Adapun ia menjelaskan, sejak adanya Program Ekspor Shopee, bisnisnya bisa mengekspor produk ke Singapura dan Thailand dan meraih omzet hingga 25% hanya dari ekspor. Keikutsertaan Kevasco di Program Ekspor Shopee ke Singapura dan Thailand sejak 2019 pun telah mencatatkan perkembangan. Hingga kini, kata Kevin, 20-25% omzet penjualan dari Shopee berasal dari ekspor.

Diakui Kevin, ada banyak hal yang ia dapatkan dari bergabung di program ekspor ini. Oleh karenanya, Kevin ingin terus menjadikan ekspor sebagai fokus untuk terus melakukan ekspansi market.

Tameeca

Pada 2018 Pocut Yasmine membuka toko di e-commerce Shopee dan mulai mengekspansi produknya. Yasmine memulai bisnis saat semasa kuliah dengan berbekal skill photoshop dan menjual berbagai macam stiker, pin, serta printables sambil menjalani tugasnya sebagai mahasiswa.

Ia mengaku, saat ini mendedikasikan waktunya untuk mengembangkan Tameeca dan merambah ke pasar global. Dalam waktu dekat, kata dia, mengembangkan pangsa pasar ekspor Tameeca di Singapura, Malaysia, dan Thailand.

Selain itu, tak sedikit dari konsumen yang terpapar iklan yang dipasangnya di Instagram.
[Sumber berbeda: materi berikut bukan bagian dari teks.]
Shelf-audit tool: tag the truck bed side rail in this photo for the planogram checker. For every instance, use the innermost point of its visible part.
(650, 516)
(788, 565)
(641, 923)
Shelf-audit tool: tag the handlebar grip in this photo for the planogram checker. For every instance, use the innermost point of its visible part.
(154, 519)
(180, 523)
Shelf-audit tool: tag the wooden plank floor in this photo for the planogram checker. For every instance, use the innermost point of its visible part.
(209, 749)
Kemudian, konsumen menanyakan lebih lanjut terkait produk-produk yang dijualnya jual lalu melakukan pembelian melalui Shopee.
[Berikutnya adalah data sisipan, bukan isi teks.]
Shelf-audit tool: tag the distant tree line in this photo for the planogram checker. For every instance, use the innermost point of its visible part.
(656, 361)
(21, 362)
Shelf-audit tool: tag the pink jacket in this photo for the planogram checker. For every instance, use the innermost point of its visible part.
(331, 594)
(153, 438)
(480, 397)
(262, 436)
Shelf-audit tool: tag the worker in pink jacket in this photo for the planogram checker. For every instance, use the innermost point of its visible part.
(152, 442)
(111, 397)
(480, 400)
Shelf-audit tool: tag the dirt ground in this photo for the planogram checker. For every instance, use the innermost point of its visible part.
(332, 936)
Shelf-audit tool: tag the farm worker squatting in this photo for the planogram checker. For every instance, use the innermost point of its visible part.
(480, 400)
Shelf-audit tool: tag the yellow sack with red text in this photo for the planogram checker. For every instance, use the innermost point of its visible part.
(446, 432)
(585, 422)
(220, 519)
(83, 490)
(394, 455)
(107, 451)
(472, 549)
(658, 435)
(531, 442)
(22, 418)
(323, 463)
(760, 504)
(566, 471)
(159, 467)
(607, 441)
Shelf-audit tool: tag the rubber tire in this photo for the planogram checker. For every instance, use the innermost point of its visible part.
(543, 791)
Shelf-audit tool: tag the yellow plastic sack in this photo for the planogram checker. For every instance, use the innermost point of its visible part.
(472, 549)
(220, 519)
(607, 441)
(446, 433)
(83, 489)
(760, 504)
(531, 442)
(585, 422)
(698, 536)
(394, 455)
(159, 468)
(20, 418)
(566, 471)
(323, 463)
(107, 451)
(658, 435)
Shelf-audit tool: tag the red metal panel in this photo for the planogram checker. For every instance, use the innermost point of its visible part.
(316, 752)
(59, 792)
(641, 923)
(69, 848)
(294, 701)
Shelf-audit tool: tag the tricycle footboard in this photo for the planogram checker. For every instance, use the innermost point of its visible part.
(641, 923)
Sebelumnya, Yasmine pernah melakukan ekspor secara mandiri setelah menerima pesanan di Instagram. Ia mengaku tak sedikit calon pembeli yang batal membeli karena ongkos kirim yang cukup mahal.
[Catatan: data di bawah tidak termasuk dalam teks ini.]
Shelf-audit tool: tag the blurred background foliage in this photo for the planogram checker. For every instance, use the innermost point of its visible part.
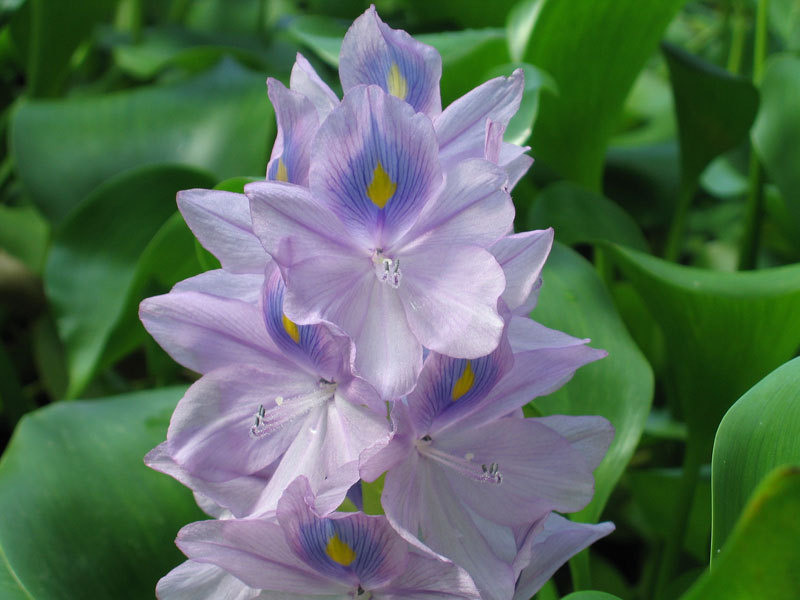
(667, 144)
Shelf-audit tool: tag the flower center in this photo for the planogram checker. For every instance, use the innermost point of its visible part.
(387, 269)
(463, 466)
(288, 410)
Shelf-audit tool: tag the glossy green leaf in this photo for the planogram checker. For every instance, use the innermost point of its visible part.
(655, 493)
(24, 234)
(760, 432)
(219, 120)
(618, 387)
(322, 34)
(714, 108)
(579, 216)
(92, 265)
(760, 560)
(723, 331)
(467, 58)
(777, 129)
(81, 516)
(590, 595)
(57, 28)
(594, 49)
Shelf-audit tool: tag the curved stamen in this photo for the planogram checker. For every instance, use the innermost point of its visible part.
(387, 270)
(463, 466)
(288, 410)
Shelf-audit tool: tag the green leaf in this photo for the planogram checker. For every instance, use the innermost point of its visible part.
(655, 493)
(777, 128)
(579, 216)
(80, 514)
(714, 109)
(467, 57)
(594, 50)
(219, 120)
(760, 560)
(723, 331)
(57, 28)
(590, 595)
(92, 266)
(618, 387)
(760, 432)
(322, 34)
(24, 234)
Menurut Yasmine, keikutsertaan Tameeca dalam Program Ekspor Shopee sangat membantu, terlebih terkait logistik. Ia berharap, ke depannya Tameeca bisa merambah ke destinasi lainnya dan memiliki anggota tim lebih besar.

Berkat kemudahan yang ditawarkan Program Ekspor Shopee, Monica, Kevin dan Yasmine tidak hanya mengembangkan bisnisnya secara lokal, melainkan melangkah ke panggung global di usia yang cenderung muda.

Mereka dapat menjadi inspirasi bagi anak muda lainnya dengan semangat juang mereka. Kalau mereka bisa meneruskan langkah para penyanyi, atlet, dan aktor yang bisa membanggakan nama Indonesia di kancah dunia dengan bisnisnya, tentu kamu juga bisa melakukannya.